La chef de formation, née en Australie, partage son temps entre Toronto et Paris. Elle est bien placée pour savoir que l'amertume est un goût que certaines cultures apprécient plus que d'autres. Les Italiens, par exemple, adorent leurs amari (boissons amères), comme le Campari, l'Aperol, le Fernet Branca, le vermouth et autres apéritifs aromatisés. Les Français sont de grands consommateurs de chicorée de toutes sortes. Les Chinois vouent un culte à leur melon amer. Le café, quant à lui, est une boisson presque universellement appréciée, dont l'effet stimulant a aidé à faire passer l'amertume.

Si l'adulte moyen a réussi à aimer la bière, le thé, le café, le chocolat noir et les cocktails qui ouvrent l'appétit, il n'y a pas de raison pour que le pissenlit, la chicorée, le rapini ou le quasi introuvable cardon ne soient pas plus souvent invités à table.

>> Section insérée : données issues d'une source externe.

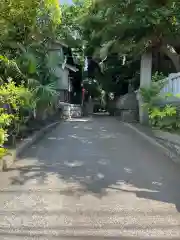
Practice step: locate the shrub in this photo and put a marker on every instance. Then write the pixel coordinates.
(14, 100)
(162, 117)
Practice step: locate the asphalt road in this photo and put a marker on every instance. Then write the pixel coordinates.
(91, 179)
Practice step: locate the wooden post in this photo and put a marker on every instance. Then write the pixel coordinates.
(145, 82)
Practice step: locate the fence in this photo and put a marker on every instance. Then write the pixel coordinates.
(173, 84)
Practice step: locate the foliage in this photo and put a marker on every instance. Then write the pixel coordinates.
(27, 29)
(129, 27)
(165, 116)
(13, 101)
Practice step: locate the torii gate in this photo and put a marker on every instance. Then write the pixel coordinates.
(145, 82)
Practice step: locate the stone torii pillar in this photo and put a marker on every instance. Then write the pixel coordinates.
(145, 82)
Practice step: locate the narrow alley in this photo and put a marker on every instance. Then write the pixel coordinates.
(91, 178)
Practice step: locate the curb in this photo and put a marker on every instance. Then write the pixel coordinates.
(8, 160)
(153, 140)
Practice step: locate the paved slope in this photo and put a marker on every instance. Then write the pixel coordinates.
(91, 179)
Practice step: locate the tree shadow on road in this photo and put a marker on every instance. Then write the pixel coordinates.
(98, 158)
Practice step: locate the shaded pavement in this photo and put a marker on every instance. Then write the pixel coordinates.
(91, 179)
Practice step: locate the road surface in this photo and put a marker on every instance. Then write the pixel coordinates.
(91, 179)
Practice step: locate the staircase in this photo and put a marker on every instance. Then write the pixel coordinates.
(71, 110)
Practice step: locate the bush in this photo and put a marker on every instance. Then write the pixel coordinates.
(162, 117)
(14, 101)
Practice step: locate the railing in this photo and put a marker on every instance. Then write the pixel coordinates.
(173, 84)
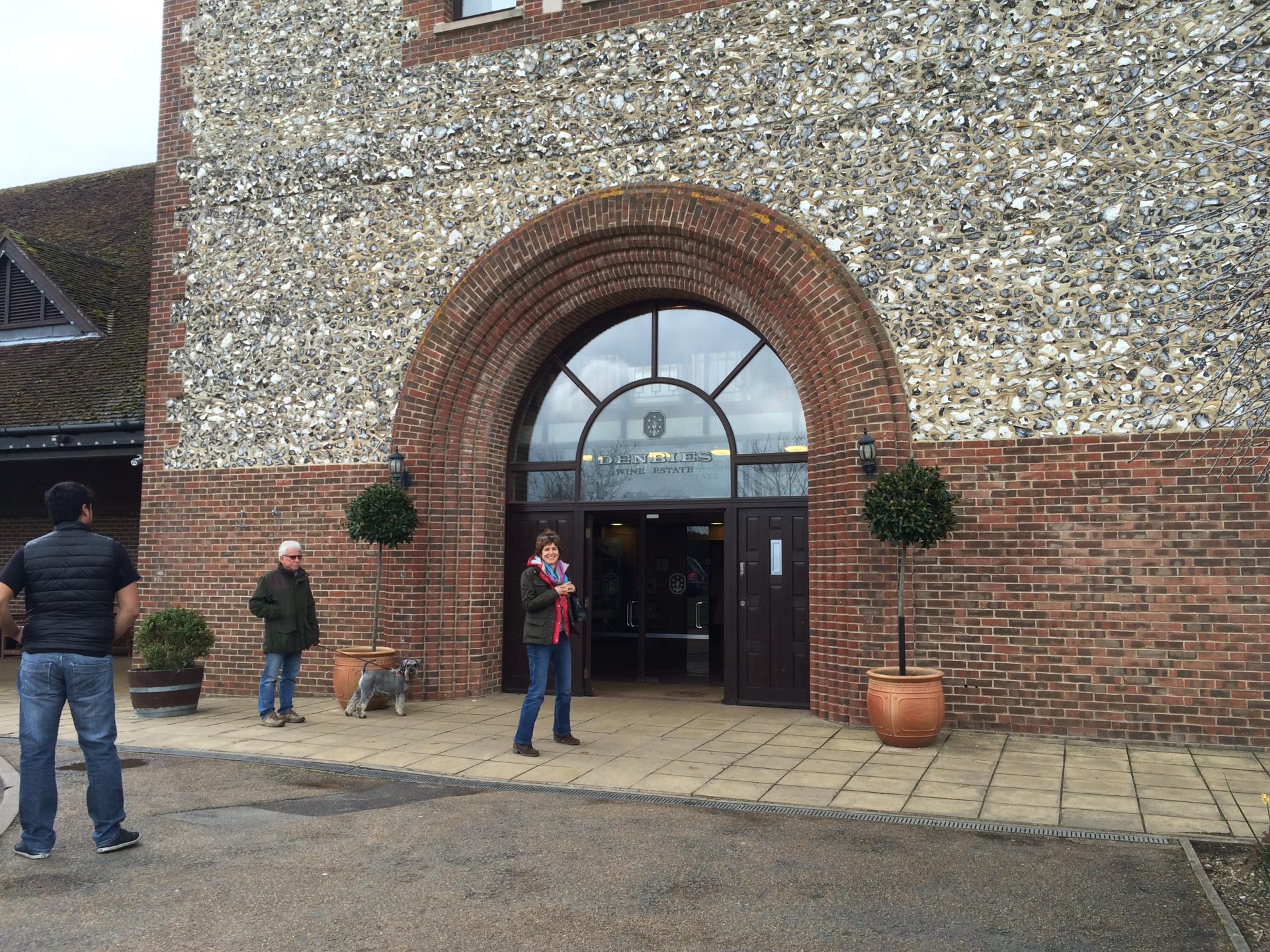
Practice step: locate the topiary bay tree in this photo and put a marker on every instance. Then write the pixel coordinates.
(911, 506)
(384, 516)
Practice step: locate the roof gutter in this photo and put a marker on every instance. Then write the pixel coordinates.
(67, 437)
(70, 428)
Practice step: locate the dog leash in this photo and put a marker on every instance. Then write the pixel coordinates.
(368, 660)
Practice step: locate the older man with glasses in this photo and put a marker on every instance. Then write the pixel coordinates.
(286, 603)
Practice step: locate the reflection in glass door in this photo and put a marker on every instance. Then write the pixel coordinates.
(657, 598)
(615, 608)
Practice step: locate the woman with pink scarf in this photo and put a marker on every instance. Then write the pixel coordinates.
(549, 623)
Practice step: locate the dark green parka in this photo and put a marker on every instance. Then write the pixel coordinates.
(286, 603)
(539, 600)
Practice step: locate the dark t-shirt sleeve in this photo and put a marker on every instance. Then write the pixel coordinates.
(125, 571)
(15, 574)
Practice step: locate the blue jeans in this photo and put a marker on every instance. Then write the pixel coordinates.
(278, 666)
(560, 658)
(46, 683)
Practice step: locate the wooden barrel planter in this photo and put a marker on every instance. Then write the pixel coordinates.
(164, 694)
(347, 670)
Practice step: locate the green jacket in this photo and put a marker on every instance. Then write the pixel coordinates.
(539, 601)
(286, 603)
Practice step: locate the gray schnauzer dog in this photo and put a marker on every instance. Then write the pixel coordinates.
(380, 681)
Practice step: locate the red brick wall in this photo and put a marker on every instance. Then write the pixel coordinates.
(1091, 590)
(1100, 589)
(597, 253)
(208, 536)
(534, 27)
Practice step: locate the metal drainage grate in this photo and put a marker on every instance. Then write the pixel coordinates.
(669, 800)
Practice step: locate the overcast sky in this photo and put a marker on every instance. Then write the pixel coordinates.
(83, 87)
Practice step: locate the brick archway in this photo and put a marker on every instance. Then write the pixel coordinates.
(538, 286)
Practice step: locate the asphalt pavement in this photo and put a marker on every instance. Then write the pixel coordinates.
(245, 856)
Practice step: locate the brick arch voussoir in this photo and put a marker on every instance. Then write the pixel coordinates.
(538, 286)
(723, 237)
(611, 274)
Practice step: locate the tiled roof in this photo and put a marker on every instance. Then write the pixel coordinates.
(92, 237)
(89, 282)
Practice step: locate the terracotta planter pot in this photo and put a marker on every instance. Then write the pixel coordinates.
(164, 694)
(906, 713)
(349, 670)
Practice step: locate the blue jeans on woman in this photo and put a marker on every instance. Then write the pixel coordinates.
(278, 666)
(46, 683)
(560, 659)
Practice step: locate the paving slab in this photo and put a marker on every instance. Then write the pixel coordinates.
(748, 753)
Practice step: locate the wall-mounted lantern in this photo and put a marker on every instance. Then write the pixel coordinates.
(397, 470)
(868, 455)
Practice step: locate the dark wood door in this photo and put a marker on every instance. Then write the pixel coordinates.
(521, 531)
(773, 660)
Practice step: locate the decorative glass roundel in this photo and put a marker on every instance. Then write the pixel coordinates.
(683, 455)
(673, 397)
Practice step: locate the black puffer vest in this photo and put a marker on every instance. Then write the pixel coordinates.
(70, 590)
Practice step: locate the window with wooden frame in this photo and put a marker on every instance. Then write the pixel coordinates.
(465, 9)
(24, 305)
(33, 307)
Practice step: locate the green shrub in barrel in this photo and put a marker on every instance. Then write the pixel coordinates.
(168, 683)
(382, 514)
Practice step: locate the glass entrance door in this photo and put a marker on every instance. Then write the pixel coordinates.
(657, 596)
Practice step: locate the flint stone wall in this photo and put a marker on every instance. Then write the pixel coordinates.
(1024, 190)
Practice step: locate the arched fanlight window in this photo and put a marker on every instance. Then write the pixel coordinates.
(677, 403)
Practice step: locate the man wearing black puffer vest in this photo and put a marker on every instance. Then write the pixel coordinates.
(73, 578)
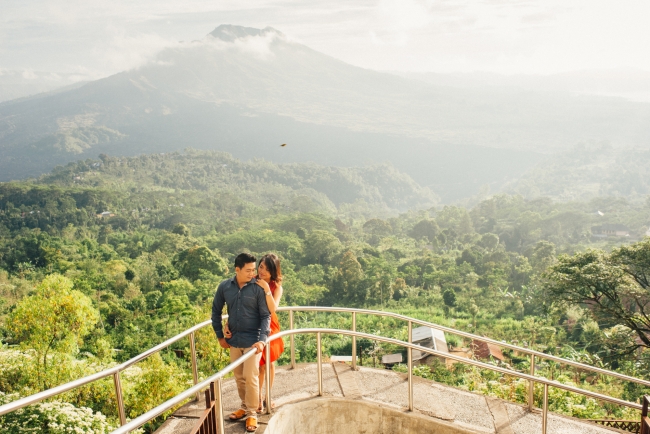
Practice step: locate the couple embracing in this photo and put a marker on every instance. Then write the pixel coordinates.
(251, 296)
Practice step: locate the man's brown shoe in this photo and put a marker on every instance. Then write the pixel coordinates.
(236, 415)
(251, 424)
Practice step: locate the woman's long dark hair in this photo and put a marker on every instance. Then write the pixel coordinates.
(272, 264)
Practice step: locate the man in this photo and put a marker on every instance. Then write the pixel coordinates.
(249, 322)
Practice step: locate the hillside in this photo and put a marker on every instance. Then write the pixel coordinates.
(588, 171)
(204, 176)
(245, 91)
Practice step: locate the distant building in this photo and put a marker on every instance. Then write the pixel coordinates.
(610, 230)
(389, 360)
(430, 338)
(486, 351)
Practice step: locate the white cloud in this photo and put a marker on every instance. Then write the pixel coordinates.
(532, 36)
(126, 51)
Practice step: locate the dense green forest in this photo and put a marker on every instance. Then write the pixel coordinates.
(102, 259)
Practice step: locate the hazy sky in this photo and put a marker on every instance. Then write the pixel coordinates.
(98, 38)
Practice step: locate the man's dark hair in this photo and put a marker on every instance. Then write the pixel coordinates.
(244, 258)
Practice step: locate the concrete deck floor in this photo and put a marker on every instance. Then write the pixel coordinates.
(468, 410)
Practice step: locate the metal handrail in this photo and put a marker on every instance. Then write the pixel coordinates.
(468, 335)
(115, 371)
(144, 418)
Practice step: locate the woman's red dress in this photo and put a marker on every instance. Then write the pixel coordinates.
(277, 346)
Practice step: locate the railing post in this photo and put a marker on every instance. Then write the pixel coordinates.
(219, 404)
(293, 348)
(320, 365)
(354, 341)
(545, 410)
(267, 381)
(410, 366)
(531, 385)
(195, 369)
(119, 398)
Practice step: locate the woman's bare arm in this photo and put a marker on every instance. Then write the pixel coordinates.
(270, 301)
(278, 295)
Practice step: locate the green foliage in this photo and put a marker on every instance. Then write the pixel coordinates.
(54, 319)
(151, 269)
(52, 418)
(195, 261)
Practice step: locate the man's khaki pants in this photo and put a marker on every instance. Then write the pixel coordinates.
(247, 378)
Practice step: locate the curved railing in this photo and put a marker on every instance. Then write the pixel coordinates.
(139, 421)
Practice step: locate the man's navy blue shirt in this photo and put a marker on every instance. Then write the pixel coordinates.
(249, 318)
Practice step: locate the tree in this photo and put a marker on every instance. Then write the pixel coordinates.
(321, 247)
(614, 287)
(377, 227)
(195, 260)
(425, 229)
(348, 280)
(54, 319)
(181, 229)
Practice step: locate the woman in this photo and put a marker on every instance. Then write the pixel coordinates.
(269, 277)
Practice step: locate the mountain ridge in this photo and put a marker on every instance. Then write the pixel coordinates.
(255, 92)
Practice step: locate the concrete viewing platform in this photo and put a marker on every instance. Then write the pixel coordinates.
(375, 401)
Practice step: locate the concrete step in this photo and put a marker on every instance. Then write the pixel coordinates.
(468, 411)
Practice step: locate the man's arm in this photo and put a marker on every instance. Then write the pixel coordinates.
(265, 315)
(217, 309)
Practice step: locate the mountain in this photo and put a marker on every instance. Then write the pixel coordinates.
(205, 175)
(246, 91)
(587, 171)
(18, 84)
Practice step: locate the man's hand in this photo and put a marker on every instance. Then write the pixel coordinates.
(226, 331)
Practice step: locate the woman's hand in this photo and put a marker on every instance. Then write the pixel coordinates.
(262, 283)
(226, 331)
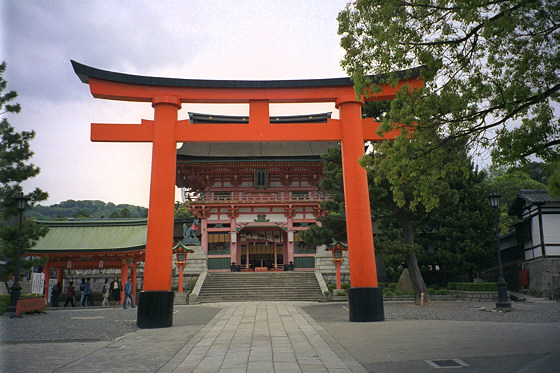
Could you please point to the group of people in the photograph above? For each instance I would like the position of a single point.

Bitter - A taste of the World's Most Dangerous Flavor, with Recipes, de Jennifer McLagan, éd. Harper Collins, 263 p., 39,99 $

Doser son amertume

Conseils de Jennifer McLagan pour apprivoiser l'amertume.

> Commencer par la salade, en remplaçant progressivement les laitues plus traditionnelles par des verdures amères, comme la roquette, l'escarole, la chicorée, le pissenlit, etc.

> Acheter du chocolat avec un pourcentage de cacao de plus en plus élevé.

> Commander un negroni (gin, vermouth, Campari) dans un bon bar à cocktails!

> Déglacer sa poêle avec un peu d'espresso ou ajouter un carré de chocolat non sucré à sa sauce. On peut même épaissir une sauce avec du cacao dilué dans un peu d'eau.

> Cuisiner avec des bières amères, de style IPA.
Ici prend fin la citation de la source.